Founder Anas “Andy” Shallal, however, is not leaving Washington, D.C., where he opened the first Busboys restaurant/café/bar with a bookstore managed by Teaching for Change six years ago. Since then Shallal has added two more area Busboys: one in Shirlington Village in the Urban Village section of Arlington County, Va.; the other in downtown Washington. Both have a Global Exchange fair-trade marketplace and plenty of space for literary and activist events. A fourth Busboys, slated to open in June in Hyattsville, Md., will partner with a crafts collective.

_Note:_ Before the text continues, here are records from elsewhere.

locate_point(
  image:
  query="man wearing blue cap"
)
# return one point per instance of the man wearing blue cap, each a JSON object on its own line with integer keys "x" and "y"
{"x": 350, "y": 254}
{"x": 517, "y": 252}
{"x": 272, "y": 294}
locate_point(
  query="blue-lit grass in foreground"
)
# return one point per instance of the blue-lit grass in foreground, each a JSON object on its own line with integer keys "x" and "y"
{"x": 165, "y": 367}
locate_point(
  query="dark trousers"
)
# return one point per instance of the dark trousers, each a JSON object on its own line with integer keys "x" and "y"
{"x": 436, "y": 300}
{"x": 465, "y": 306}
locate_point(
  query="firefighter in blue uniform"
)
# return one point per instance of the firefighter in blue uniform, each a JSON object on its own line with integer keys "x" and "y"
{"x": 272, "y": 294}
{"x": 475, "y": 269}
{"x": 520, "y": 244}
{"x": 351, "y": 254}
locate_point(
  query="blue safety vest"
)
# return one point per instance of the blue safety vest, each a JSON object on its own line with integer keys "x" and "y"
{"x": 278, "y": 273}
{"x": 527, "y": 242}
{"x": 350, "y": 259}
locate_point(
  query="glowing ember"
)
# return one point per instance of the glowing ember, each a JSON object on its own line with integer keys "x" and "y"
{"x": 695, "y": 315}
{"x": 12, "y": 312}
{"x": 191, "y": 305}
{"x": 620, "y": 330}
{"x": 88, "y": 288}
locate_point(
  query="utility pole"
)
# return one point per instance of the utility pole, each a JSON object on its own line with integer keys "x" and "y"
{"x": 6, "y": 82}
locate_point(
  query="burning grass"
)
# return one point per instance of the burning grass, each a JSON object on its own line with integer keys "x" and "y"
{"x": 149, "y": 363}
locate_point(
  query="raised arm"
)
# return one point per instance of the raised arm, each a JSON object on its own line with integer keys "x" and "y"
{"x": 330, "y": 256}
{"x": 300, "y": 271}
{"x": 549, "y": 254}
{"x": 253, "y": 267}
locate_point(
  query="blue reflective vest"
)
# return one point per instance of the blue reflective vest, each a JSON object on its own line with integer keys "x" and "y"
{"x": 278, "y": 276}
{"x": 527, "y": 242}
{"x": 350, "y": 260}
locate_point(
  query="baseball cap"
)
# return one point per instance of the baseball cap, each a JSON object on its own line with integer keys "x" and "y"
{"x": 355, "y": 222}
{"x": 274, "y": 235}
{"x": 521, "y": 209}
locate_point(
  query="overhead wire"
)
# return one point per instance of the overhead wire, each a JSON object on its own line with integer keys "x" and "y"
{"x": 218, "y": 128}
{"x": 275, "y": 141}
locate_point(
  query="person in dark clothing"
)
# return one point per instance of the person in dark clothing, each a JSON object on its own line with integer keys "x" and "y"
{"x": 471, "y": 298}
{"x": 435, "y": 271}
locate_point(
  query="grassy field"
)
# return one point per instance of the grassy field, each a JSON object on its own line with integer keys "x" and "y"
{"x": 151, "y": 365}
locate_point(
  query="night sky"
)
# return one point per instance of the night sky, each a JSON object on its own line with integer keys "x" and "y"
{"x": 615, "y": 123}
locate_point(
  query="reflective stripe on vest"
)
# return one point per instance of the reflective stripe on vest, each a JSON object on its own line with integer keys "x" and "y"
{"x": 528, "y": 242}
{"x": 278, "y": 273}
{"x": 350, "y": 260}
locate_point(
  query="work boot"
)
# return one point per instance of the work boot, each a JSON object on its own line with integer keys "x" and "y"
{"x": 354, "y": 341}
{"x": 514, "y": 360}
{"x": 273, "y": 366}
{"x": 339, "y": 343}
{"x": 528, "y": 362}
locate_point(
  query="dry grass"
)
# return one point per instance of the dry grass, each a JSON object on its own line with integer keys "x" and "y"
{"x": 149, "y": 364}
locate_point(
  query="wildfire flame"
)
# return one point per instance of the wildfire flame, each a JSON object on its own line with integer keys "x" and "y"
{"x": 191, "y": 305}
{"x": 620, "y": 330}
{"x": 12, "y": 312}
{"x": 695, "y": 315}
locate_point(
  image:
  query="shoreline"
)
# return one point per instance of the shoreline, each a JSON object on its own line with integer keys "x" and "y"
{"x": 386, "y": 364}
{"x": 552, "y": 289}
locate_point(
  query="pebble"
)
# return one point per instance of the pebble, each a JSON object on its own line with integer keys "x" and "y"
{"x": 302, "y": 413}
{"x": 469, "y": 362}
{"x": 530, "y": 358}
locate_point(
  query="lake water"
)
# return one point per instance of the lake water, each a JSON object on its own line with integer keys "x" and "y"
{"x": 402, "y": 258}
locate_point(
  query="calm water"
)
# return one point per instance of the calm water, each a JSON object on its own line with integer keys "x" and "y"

While many bookstores have added cafés to bolster their business, Shallal uses literature as an activist counterpart to his restaurants. In 2009 he opened Eatonville restaurant, which takes its name from Zora Neale Hurston’s hometown—the town in Their Eyes Were Watching God—across from the original Busboys. Once a month he brings in an author or folklorist to talk about food. “We try to create conversation around food,” says Shallal, who invites writers like Jessica Harris, author of High on the Hog: A Culinary Journey From Africa to America, and creates special menus geared to the presentation.
“I’m not really a restaurateur,” says Shallal, who opened his first restaurant in 1987. “I’m an activist with food. We all eat. There’s a commonality.” He uses the restaurants to support progressive causes and collectives like Modern Times, which Shallal contacted seven months ago when he first learned about their financial difficulties. “I don’t think the bookstore could survive without the restaurant,” he says. But he regards the presence of a bookstore as “a win/win” and is actively looking for a space to accommodate both Busboys and Modern Times. He expects to open a San Francisco Busboys within the next two years.
In the meantime, Shallal is moving forward with plans to open a Busboys next year in Denver’s Rossonian Hotel, once a jazz mecca. He says that he would like to work with a local bookstore. Failing that, he will ask Teaching for Change, provided they can get funding for another store. A long-rumored Busboys in Harlem is something that he confirmed is still in the works. But he has yet to find a viable space.
With all the openings, Iraqi-American artist Shallal, says only half jokingly that he has no time for his painting. Still he continues to make time for the publishing venture he launched two years ago with the publication of Washington poet Ethelbert Miller’s memoir, The Fifth Inning. Busboys and Poets Press, an imprint of PM Press, will publish two works of poetry in April: the debut collection by its poet in residence, Derrick Weston Brown, Wisdom Teeth; the other a collection of poetry by Akbar Ahmed, the Ibn Khaldun Chair of Islamic Studies at American University, Suspended Somewhere Between.